Trump viewed Deputy Attorney General Rod Rosenstein's declaration that the indictment doesn't show that any American knowingly participated as proof of his innocence and is deeply frustrated that the media are still suggesting that his campaign may have colluded with Russian officials, according to a person who has spoken to the president in the last 24 hours but is not authorized to publicly discuss private conversations.
He has fumed to associates at Mar-a-Lago that the media "won't let it go" and will do everything to delegitimize his presidency. He made those complaints to members who stopped by his table Saturday as he dined with his two adult sons and TV personality Geraldo Rivera.
Initially pleased with the Justice Department's statement, Trump has since griped that Rosenstein did not go far enough in declaring that he was cleared of wrongdoing, and grew angry when his national security adviser, H.R. McMaster, gave credence to the notion that Russia's meddling affected the election, the person said.
Trump's frustration bubbled over on Twitter, where he stressed that the Russian effort began before he declared his candidacy, asserted that the Obama administration bears some blame for the election meddling and insisted he never denied that the Kremlin interfered in the 2016 U.S. campaign.
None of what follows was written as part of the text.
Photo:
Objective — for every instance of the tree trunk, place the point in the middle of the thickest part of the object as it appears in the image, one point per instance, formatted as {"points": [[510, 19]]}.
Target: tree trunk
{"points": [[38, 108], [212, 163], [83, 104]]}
By late Sunday night, Trump shifted his wide-ranging Twitter critique to Oprah Winfrey, who has played down suggestions she should run for president in 2020. Trump said her appearance as an interviewer on "60 Minutes" was "biased" and "slanted." ''Hope Oprah runs so she can be exposed and defeated just like all of the others!" Trump tweeted.
James Clapper, a former director of national intelligence, said on CNN's "State of the Union" that the president was not focusing on the bigger threat.
"Above all this rhetoric here, again, we're losing sight of, what is it we're going to do about the threat posed by the Russians? And he never — he never talks about that," said Clapper. "It's all about himself, collusion or not."
Trump tweeted about the nation's "heavy heart" in the wake of the shooting and noted the "incredible people" he met on his visit to the community. But he also sought to use the shooting to criticize the nation's leading law enforcement agency.
Trump said late Saturday that the FBI "missed all of the many signals" sent by the suspect and argued that agents are "spending too much time trying to prove Russian collusion with the Trump campaign."
The FBI received a tip last month that the man now charged in the school shooting had a "desire to kill" and access to guns and could be plotting an attack. But the agency said Friday that agents failed to investigate.
Ohio Gov. John Kasich, a Republican and frequent Trump critic, called that tweet an "absurd statement" on CNN's "State of the Union," adding that the "FBI apparently made a terrible mistake, and people should be held accountable. But we need leadership out of the executive."
Former New Jersey Gov. Chris Christie stressed on ABC's "This Week" that the indictment was not the end of the Mueller probe.
"I'd caution everybody to not believe that this is yet over, because there's lots of other places where Director Mueller to look regarding potential Russian involvement in all this," said Christie, a Republican. "I think we've unfortunately got more, more to learn and more to come, in the, in the days and weeks ahead."